Last Easter and Passover an asset allocation team moved product from Intermix’s flagship Madison Avenue store to high-end vacation spots like Bal Harbour in Miami to meet the spring rush, or to its new Hamptons outpost, just in time for summer.
“We’re a 21-year-old startup,” described Jarrad Berman, Intermix’s director of digital marketing, on Thursday during a Criteo-hosted advertiser event in New York. “Customers start shopping Intermix in their mid-30s and many are now in their mid-50s.”
As those customers move through life stages, the brand tailors its product mix to meet their shifting needs. A woman moving into her prime years may not be as interested in printed jumpsuits as she once was.
At the same time, the predominantly brick-and-mortar store, now counting 41 locations, has had to shift into ecommerce.
“We think a lot about how we use digital dollars to drive in-store traffic,” Berman said. One way it’s doing this is introducing immersive fashion look books online, featuring emerging collections.
But many of its customers aren’t early arrivals to digital and, because a single purchase can be a hefty investment for a customer, many still prefer high-touch experiences and in-store discoveries. That said, the brand still needs to attract the right Intermix shopper.
“We have a couple different personas, but our price points aren’t the lowest so we need to find women moving into their peak earning years who are willing to drop $1,000, $3,000, $5,000 on outfits every few weeks,” Berman said.
In order to do this, Intermix uses geofencing and lookalike modeling, although it has yet to experiment with beacons since it’s prioritizing its data and technology strategy before taking on too many new channels at once.
“Personalization is what built our brick-and-mortar presence, and now we are figuring it out for digital and mobile,” he said. “We are balancing so much data about where shoppers live and what their purchase habits are, that we do worry we will go overboard with the personalization.
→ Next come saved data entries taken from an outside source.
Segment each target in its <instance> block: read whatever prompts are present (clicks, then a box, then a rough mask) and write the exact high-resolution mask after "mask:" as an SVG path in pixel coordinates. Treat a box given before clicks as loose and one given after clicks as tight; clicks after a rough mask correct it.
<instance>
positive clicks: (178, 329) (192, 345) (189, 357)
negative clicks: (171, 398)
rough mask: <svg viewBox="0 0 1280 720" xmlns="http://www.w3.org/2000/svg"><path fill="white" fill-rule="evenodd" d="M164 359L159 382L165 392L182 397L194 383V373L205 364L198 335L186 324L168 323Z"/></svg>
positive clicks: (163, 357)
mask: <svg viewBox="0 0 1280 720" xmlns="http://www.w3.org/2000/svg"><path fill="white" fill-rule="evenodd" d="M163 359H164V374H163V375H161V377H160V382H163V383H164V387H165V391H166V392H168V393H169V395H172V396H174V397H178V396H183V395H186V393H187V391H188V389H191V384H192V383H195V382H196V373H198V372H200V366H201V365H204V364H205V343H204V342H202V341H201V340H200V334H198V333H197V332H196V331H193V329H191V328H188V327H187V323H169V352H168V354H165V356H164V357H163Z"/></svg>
We want a targeted experience, but don’t want a Target experience.”
On the back end, Intermix is rebuilding its entire database in order to put data it’s collected for 21 years to good use, as well as introduce more predictive marketing technology into the mix, Berman said.
“Intermix wasn’t a web-first business, but as we’ve shifted, we want to be responsive to internal stakeholders who may want to access data we have,” he said.
As part of the migration to digital, Berman claimed the brand is tripling its headcount for web-based initiatives and developing a digital native team responsible for managing four planned technology upgrades.
Mobile is also a huge initiative, partly influenced by parent Gap Inc. in its respective push to become mobile-first. It just launched a mobile site with a responsive site planned for fall. Within a month, all email campaigns will be mobile-ready, Berman said.
Like brands Wine Enthusiast and 1800Flowers, which were also in attendance at Criteo Live, Intermix has used “an attribution platform acquired by AOL, now Verizon.” (In other words: Convertro.)
“We have [lost] a ton of [margin] discounting for people who didn’t need or want one, so we need to do a better job of segmenting,” Berman said.
He said ensuring proper discounting is a people and tech problem, and that Intermix’s growing data science team will be charged with applying new segmentation analysis and improving its attribution strategy to tackle things like discounting and win-back campaigns, which will improve margins.